The controversy dates back to at least June 30, when Republican senators sent a letter to Sen. Ben Cardin, the Maryland Democrat who chairs the Senate small business committee, criticizing Dilawar Syed, Biden’s nominee for deputy administrator of the Small Business Administration. Syed served in former President Barack Obama’s White House and currently works as the CEO of a health care technology company.
The June letter was signed by eight of the 10 Republican senators on the committee — including Marco Rubio of Florida, Josh Hawley of Missouri and Tim Scott of South Carolina — and singled out Syed’s service as board member at Emgage Action, a Muslim American advocacy group. The senators accused Emgage of being “vocally anti-Israel,” citing its criticism of the country when violence broke out in the region in May. Lawmakers insisted on a second hearing to “ensure” Syed’s nomination “would not jeopardize small businesses with close ties to Israeli companies or small businesses owned by Jewish Americans.”
But religious supporters of Syed fired back on Monday (Aug. 9) in their own letter to the Senate committee. Citing their various faiths and work with the Shoulder to Shoulder Campaign, an effort that seeks solidarity with Muslim Americans, the religious groups decried what they described as a GOP-led “boycott” and pointed out it occurred “simultaneously with the circulation of a troubling strategy email that highlighted Mr. Syed’s birthplace in Pakistan and his association and civic work with a Muslim American advocacy organization.”
“We do not normally comment on presidential appointments, nor the Senate confirmation process, (but) we feel morally compelled to speak out,” the letter said.
After noting such a boycott is unprecedented in the committee’s history, the letter called for lawmakers to hold a vote to advance his nomination immediately, saying: “We are deeply concerned by the apparent anti-Muslim animus driving this unprecedented action against Dilawar Syed.”
It concludes: “Our constitution prohibits an ethnic or religious test for holding public office. To do so violates our nation’s valued principle of religious freedom. No one should be denied the ability to hold office because of what they look like or how they choose to worship.”
Signers include a diverse array of faith groups, including the Religious Action Center and Union for Reform Judaism, African American Ministers In Action, Sojourners, Reconstructionist Rabbinical Association, National Council of Churches, Baptist Joint Committee for Religious Liberty, Church World Service and Friends Committee on National Legislation.

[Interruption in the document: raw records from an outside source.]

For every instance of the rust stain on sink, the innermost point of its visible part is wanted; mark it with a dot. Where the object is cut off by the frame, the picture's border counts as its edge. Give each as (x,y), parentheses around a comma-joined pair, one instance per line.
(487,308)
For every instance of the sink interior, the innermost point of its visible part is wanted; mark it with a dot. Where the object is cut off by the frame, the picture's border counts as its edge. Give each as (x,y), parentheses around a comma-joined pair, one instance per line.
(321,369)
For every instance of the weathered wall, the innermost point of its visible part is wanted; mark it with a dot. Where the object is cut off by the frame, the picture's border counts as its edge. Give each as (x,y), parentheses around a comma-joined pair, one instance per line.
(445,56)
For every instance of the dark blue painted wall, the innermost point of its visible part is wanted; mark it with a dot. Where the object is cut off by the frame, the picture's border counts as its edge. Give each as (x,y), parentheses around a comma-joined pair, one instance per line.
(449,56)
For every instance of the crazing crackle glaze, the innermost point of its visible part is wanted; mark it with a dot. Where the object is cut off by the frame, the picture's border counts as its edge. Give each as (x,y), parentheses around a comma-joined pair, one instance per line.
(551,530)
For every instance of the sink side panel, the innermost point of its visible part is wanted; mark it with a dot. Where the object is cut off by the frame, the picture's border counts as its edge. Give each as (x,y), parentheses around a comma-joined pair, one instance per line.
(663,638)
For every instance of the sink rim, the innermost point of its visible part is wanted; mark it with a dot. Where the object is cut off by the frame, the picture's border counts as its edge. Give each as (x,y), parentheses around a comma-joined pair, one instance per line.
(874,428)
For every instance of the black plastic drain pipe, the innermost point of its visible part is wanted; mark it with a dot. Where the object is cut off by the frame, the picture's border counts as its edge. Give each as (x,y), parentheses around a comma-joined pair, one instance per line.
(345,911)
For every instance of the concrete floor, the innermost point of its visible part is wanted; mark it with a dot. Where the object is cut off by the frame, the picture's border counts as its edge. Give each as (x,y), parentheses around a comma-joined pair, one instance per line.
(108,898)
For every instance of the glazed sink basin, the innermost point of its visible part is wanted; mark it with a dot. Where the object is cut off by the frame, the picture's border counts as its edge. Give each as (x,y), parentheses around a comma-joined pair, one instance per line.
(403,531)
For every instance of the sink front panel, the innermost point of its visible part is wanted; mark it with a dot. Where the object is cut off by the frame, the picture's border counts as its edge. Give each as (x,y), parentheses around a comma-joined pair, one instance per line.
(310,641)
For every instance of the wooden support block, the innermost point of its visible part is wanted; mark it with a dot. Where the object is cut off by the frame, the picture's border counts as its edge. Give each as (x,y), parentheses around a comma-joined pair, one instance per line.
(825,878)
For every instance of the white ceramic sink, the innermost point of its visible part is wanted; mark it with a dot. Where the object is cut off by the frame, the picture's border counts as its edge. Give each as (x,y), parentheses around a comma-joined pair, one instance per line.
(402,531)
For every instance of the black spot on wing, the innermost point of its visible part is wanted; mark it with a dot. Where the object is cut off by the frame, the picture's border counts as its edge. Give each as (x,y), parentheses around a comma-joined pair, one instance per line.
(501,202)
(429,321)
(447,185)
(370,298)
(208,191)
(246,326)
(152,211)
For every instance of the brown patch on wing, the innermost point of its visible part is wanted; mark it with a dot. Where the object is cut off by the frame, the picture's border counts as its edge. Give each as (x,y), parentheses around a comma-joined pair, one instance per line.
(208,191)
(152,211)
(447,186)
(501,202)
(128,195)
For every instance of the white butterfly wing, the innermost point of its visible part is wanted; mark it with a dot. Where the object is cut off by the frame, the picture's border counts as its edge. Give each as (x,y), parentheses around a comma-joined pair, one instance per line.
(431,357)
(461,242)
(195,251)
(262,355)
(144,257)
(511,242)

Also listed were various denominational offices, such as the United Church of Christ, Presbyterian Church (USA), Evangelical Lutheran Church in America and the Episcopal Church.
Opposition to Syed’s nomination has already sparked backlash from some Jewish groups such as the American Jewish Congress, which issued a statement of support for Syed in July that congratulated him on his success. “He will become the highest ranking American Muslim in the Biden Administration, an achievement to be celebrated by all Americans,” the statement said.
The Anti-Defamation League also rejected the lawmakers’ approach, saying in a statement that it “challenges any negative conclusion of Mr. Syed’s candidacy because of his association with Emgage.”